Talfahrt der türkischen Lira

Nach dem 2013 erreichten Rekord von 10’822 Dollar werde das Pro-Kopf-Einkommen 2015 erstmals seit der globalen Finanzkrise wieder deutlich zurückgehen, nämlich auf 9’201 Dollar, prognostiziert die staatliche Statistikbehörde Tüik. Die türkische Konjunktur wurde in den vergangenen Jahren vor allem durch den Zustrom ausländischen Risikokapitals befeuert, das die türkischen Banken in Form von Krediten an die Verbraucher weiterleiteten – ein Boom auf Pump also. Doch seit 2013 fliesst massiv Kapital aus der Türkei ab – ein Phänomen, mit dem fast alle Schwellenländer zu kämpfen haben.

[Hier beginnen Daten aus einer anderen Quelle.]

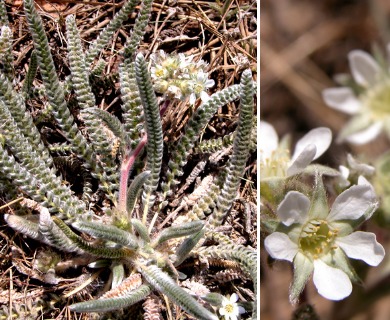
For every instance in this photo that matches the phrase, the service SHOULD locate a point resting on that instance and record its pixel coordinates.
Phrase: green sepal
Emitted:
(118, 274)
(319, 203)
(214, 298)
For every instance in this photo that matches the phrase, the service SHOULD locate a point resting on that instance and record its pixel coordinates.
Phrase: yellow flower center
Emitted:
(317, 238)
(276, 165)
(229, 308)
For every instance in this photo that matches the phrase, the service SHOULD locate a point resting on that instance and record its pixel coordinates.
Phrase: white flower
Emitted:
(369, 109)
(275, 160)
(318, 240)
(230, 310)
(179, 77)
(200, 84)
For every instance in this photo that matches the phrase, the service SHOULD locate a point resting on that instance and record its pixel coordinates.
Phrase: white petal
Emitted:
(294, 208)
(331, 283)
(268, 140)
(364, 68)
(320, 137)
(360, 167)
(241, 310)
(344, 172)
(303, 160)
(342, 99)
(363, 246)
(352, 203)
(204, 96)
(234, 298)
(365, 135)
(279, 246)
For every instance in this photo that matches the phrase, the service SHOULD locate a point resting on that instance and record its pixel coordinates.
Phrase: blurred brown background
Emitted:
(304, 43)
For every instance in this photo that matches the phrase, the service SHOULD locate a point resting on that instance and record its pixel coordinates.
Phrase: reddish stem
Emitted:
(126, 166)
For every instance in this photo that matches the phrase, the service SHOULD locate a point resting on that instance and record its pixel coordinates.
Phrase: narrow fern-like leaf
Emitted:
(104, 252)
(111, 304)
(6, 55)
(154, 147)
(240, 154)
(54, 89)
(134, 190)
(107, 232)
(162, 282)
(79, 73)
(139, 29)
(182, 230)
(106, 35)
(141, 229)
(3, 14)
(30, 76)
(133, 114)
(193, 129)
(24, 226)
(187, 246)
(53, 235)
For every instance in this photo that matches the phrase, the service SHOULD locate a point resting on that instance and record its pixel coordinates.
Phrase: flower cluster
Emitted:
(230, 310)
(368, 103)
(275, 159)
(319, 240)
(178, 76)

Im Fall der Türkei kommen Sorgen über die Bürgerkriege in den Nachbarländern, die wichtige Absatzmärkte waren, sowie der wieder aufflammende Kurdenkonflikt und die wachsende innenpolitische Polarisierung hinzu. Die ständigen Versuche Erdogans, der Zentralbank in die Geldpolitik hineinzureden und niedrigere Zinsen durchzusetzen, wecken ausserdem Zweifel an der Unabhängigkeit der türkischen Währungshüter. Diese Befürchtungen spiegeln sich auch in der rapiden Talfahrt der türkischen Lira, die seit Jahresbeginn rund ein Viertel ihres Aussenwerts gegenüber Euro und Dollar verloren hat. Die Inflation liegt mit fast acht Prozent weit über der Zielvorgabe von fünf Prozent, die Arbeitslosenquote hat den höchsten Stand seit vier Jahren erreicht.

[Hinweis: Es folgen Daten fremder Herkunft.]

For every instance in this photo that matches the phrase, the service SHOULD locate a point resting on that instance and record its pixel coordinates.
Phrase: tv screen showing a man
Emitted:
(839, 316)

Chronische Strukturschwächen

«Unser Wirtschaftswunder ist eigentlich schon seit der globalen Finanzkrise von 2008 vorbei», sagt die Istanbuler Ökonomieprofessorin Ümit Izmen. Die Politiker hätten das nur viel zu spät gemerkt. «Die extrem hohen Wachstumsraten der Jahre 2010 und 2011 waren nur eine Korrektur, ein Strohfeuer», so die Wissenschaftlerin. Das abgeschwächte Wachstum, das in diesem Jahr voraussichtlich nur drei Prozent erreichen wird, macht Izmen Sorgen, weil ein Schwellenland wie die Türkei einen Zuwachs des BIP von mindestens fünf Prozent brauche, damit die Arbeitslosenquote nicht weiter steigt.

Chronische Strukturschwächen der Wirtschaft, wie die zu geringe Sparquote, das Technologie-Defizit und die hohe Importabhängigkeit der türkischen Industrie «gehen Hand in Hand mit politischen Problemen», so Izmen. Eine katastrophale Finanzkrise wie 2001, als grosse Teile des türkischen Bankensektors zusammenbrachen, sieht die Ökonomin zwar nicht heraufziehen. Das Bankensystem sei heute ungleich stabiler und besser reguliert, die Staatsquote in der Wirtschaft viel geringer. Aber: «Wir stehen vor grossen politischen Herausforderungen.» Geldpolitik, fiskalische Disziplin und Industriepolitik allein reichten nicht aus, sagt Izmen. Wenn die türkische Wirtschaft wieder nachhaltig wachsen soll, müssten die politische Polarisierung beendet, der innere Friede gesichert, das Vertrauen in den Rechtsstaat und die Verfassung wiederhergestellt und der Kurdenkonflikt gelöst werden, sagt die Ökonomin.